I have client-side FB connect working. In my example you just click login with Facebook and then a popup appears, they login and then are returned to the app, where I display their name and pic.
My questions are around how to make use of this connection.
If they are using fb to log in would I create an account with this
information the first time? Then supplement this info with app specific stuff? Then grab that account every time they login? How should I reference the existing account?
Can I only query the API for data from the client, or can I store some info on
the server that lets me query their account from the server?
How would something like finding out if two people are friends work?
Would this be done on the server? What does the query look like?
How long do sessions last and how is it decided? Will the login persist across multiple visits?
Can I make use of the login when the user isn't currently active in the app? Query for a status or make a request on their account in between visits?
Any help figuring out how this works would be spectacular.

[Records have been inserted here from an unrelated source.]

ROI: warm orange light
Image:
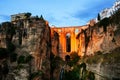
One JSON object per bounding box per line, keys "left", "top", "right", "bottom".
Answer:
{"left": 51, "top": 25, "right": 88, "bottom": 58}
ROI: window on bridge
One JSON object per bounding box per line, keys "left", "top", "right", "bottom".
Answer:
{"left": 75, "top": 29, "right": 79, "bottom": 34}
{"left": 66, "top": 33, "right": 71, "bottom": 52}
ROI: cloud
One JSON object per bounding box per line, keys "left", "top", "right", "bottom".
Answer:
{"left": 72, "top": 0, "right": 115, "bottom": 22}
{"left": 0, "top": 0, "right": 116, "bottom": 26}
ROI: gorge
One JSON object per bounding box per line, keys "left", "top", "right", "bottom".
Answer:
{"left": 0, "top": 9, "right": 120, "bottom": 80}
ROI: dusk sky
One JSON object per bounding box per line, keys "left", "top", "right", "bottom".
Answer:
{"left": 0, "top": 0, "right": 115, "bottom": 26}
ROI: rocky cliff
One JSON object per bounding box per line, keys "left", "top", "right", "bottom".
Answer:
{"left": 0, "top": 10, "right": 120, "bottom": 80}
{"left": 0, "top": 15, "right": 51, "bottom": 80}
{"left": 77, "top": 10, "right": 120, "bottom": 80}
{"left": 77, "top": 10, "right": 120, "bottom": 56}
{"left": 85, "top": 47, "right": 120, "bottom": 80}
{"left": 51, "top": 30, "right": 59, "bottom": 56}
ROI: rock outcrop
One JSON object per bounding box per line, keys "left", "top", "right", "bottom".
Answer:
{"left": 0, "top": 10, "right": 120, "bottom": 80}
{"left": 51, "top": 30, "right": 59, "bottom": 56}
{"left": 77, "top": 10, "right": 120, "bottom": 80}
{"left": 0, "top": 15, "right": 51, "bottom": 80}
{"left": 86, "top": 47, "right": 120, "bottom": 80}
{"left": 77, "top": 10, "right": 120, "bottom": 56}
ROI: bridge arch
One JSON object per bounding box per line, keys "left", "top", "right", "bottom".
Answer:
{"left": 51, "top": 25, "right": 88, "bottom": 57}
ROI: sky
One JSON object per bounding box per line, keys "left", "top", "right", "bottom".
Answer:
{"left": 0, "top": 0, "right": 116, "bottom": 27}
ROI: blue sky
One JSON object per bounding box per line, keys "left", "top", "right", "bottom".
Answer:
{"left": 0, "top": 0, "right": 115, "bottom": 26}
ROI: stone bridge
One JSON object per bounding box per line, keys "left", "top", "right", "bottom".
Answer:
{"left": 51, "top": 25, "right": 88, "bottom": 58}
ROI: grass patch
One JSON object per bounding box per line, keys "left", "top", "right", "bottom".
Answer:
{"left": 84, "top": 48, "right": 120, "bottom": 64}
{"left": 84, "top": 51, "right": 103, "bottom": 64}
{"left": 31, "top": 70, "right": 43, "bottom": 80}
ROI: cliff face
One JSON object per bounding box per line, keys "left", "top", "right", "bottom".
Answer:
{"left": 77, "top": 10, "right": 120, "bottom": 80}
{"left": 0, "top": 10, "right": 120, "bottom": 80}
{"left": 77, "top": 16, "right": 120, "bottom": 56}
{"left": 85, "top": 47, "right": 120, "bottom": 80}
{"left": 51, "top": 30, "right": 59, "bottom": 56}
{"left": 87, "top": 62, "right": 120, "bottom": 80}
{"left": 0, "top": 17, "right": 51, "bottom": 80}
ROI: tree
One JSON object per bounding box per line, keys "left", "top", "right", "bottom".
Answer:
{"left": 40, "top": 15, "right": 44, "bottom": 20}
{"left": 25, "top": 12, "right": 31, "bottom": 19}
{"left": 15, "top": 16, "right": 20, "bottom": 20}
{"left": 97, "top": 13, "right": 101, "bottom": 21}
{"left": 100, "top": 18, "right": 109, "bottom": 32}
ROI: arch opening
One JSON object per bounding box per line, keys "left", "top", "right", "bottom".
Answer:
{"left": 66, "top": 33, "right": 71, "bottom": 52}
{"left": 75, "top": 28, "right": 79, "bottom": 34}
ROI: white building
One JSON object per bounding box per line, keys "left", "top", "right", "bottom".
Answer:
{"left": 99, "top": 8, "right": 111, "bottom": 20}
{"left": 113, "top": 0, "right": 120, "bottom": 10}
{"left": 98, "top": 0, "right": 120, "bottom": 20}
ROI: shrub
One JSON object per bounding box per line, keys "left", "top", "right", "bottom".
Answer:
{"left": 31, "top": 70, "right": 43, "bottom": 80}
{"left": 17, "top": 55, "right": 25, "bottom": 64}
{"left": 25, "top": 55, "right": 33, "bottom": 63}
{"left": 10, "top": 53, "right": 18, "bottom": 62}
{"left": 99, "top": 18, "right": 109, "bottom": 32}
{"left": 51, "top": 56, "right": 63, "bottom": 69}
{"left": 97, "top": 13, "right": 101, "bottom": 21}
{"left": 68, "top": 52, "right": 80, "bottom": 66}
{"left": 1, "top": 61, "right": 9, "bottom": 75}
{"left": 87, "top": 71, "right": 95, "bottom": 80}
{"left": 65, "top": 55, "right": 70, "bottom": 62}
{"left": 0, "top": 48, "right": 8, "bottom": 59}
{"left": 7, "top": 42, "right": 16, "bottom": 52}
{"left": 16, "top": 64, "right": 24, "bottom": 70}
{"left": 94, "top": 51, "right": 102, "bottom": 55}
{"left": 85, "top": 55, "right": 102, "bottom": 64}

Thanks very much for the help!
If they are using fb to log in would I create an account with this information the first time? Then supplement this info with app specific stuff? Then grab that account every time they login? How should I reference the existing account?

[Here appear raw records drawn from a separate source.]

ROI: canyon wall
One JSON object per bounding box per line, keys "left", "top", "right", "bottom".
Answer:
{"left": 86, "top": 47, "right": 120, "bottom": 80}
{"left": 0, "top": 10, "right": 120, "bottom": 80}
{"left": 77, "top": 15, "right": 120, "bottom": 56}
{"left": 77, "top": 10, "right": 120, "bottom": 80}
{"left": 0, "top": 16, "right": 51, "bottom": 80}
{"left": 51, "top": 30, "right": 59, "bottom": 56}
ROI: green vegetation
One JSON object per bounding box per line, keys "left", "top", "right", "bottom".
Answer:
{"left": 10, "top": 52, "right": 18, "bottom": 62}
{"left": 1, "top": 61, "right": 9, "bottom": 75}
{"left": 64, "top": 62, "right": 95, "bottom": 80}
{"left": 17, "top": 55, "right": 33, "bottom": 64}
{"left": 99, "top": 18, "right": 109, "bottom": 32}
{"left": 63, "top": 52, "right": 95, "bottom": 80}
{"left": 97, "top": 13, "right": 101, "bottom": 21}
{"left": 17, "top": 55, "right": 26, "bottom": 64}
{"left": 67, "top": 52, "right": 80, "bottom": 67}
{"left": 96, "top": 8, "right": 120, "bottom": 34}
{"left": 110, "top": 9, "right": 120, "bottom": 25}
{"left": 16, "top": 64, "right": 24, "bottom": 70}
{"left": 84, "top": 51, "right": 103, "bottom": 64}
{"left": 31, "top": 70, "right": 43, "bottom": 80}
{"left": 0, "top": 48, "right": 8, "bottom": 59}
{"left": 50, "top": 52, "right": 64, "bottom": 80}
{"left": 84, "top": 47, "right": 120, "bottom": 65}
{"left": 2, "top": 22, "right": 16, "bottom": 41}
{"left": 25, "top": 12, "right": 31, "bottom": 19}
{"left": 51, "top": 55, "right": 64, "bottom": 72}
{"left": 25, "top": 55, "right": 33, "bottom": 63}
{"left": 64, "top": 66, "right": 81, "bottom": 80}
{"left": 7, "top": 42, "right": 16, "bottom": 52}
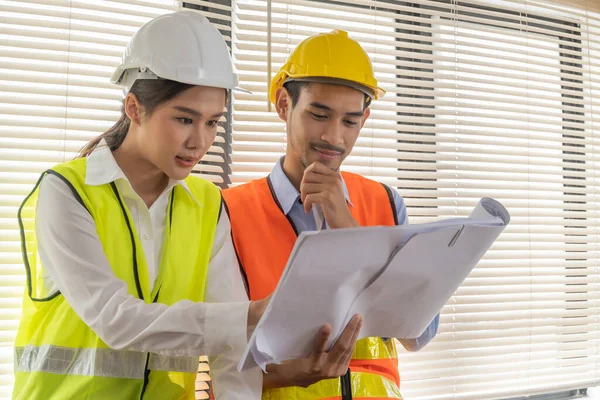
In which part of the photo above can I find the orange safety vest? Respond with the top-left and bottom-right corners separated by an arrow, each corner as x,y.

Yes, and you'd use their Facebook ID to find if they have an existing account.
Can I only query the API for data from the client, or can I store some info on
the server that lets me query their account from the server?
Store the access token. If you need long-lasting access (the default token expires after an hour or two) you need to request offline_access extended permissions.
How would something like finding out if two people are friends work? Would this be done on the server? What does the query look like?
Fetch a user's friends list from https://graph.facebook.com/me/friends and see if the friend's Facebook ID is in there.
How long do sessions last and how is it decided? Will the login persist across multiple visits?
When the user authorizes your app via OAuth, the expiration time in seconds is appended to the URL.
Can I make use of the login when the user isn't currently active in the app? Query for a status or make a request on their account in between visits?
Yes, until the token expires. See above regarding offline_access.
Related
I am trying to add Stripe Connect to my app, but I do not want to create users using Stripe Connect integration. I have my own user sign up process, because not every user will need the payment option provided by Stripe so I do not want to force everyone signing up to Stripe if they do not need it. That is where my problem is. I follow Stripe's quite nice and straight forward documentation here: (https://stripe.com/docs/connect/enable-payment-acceptance-guide).
My problem is that I do not know how to save the user's stripe_account_id which the oauth return s to the /connect/oauth path so it is saved to appropriate user since there is no id of the user passed. How can I find out, which user is connecting to Stripe and save the id to his account in database? I feel like I am missing something here. I understand this would work if I would create a user but I cannot do it that way.
Thank you for help.
When you create the OAuth link that connects your users to your platform, you can pass in an arbitrary state string which Stripe will then pass back to you after the link is completed. If you put your user's unique ID in there, you'll be able to link the completed connection back to your user in your database.
I'm having some trouble wrapping my head around Facebook login coupled with my api security-wise for a webapp I'm creating. What do I need to store in my database, ID, token, something hashed etc? My flow so far is as follows:
When a user visit my app they see a welcome text with a button saying "Login with Facebook".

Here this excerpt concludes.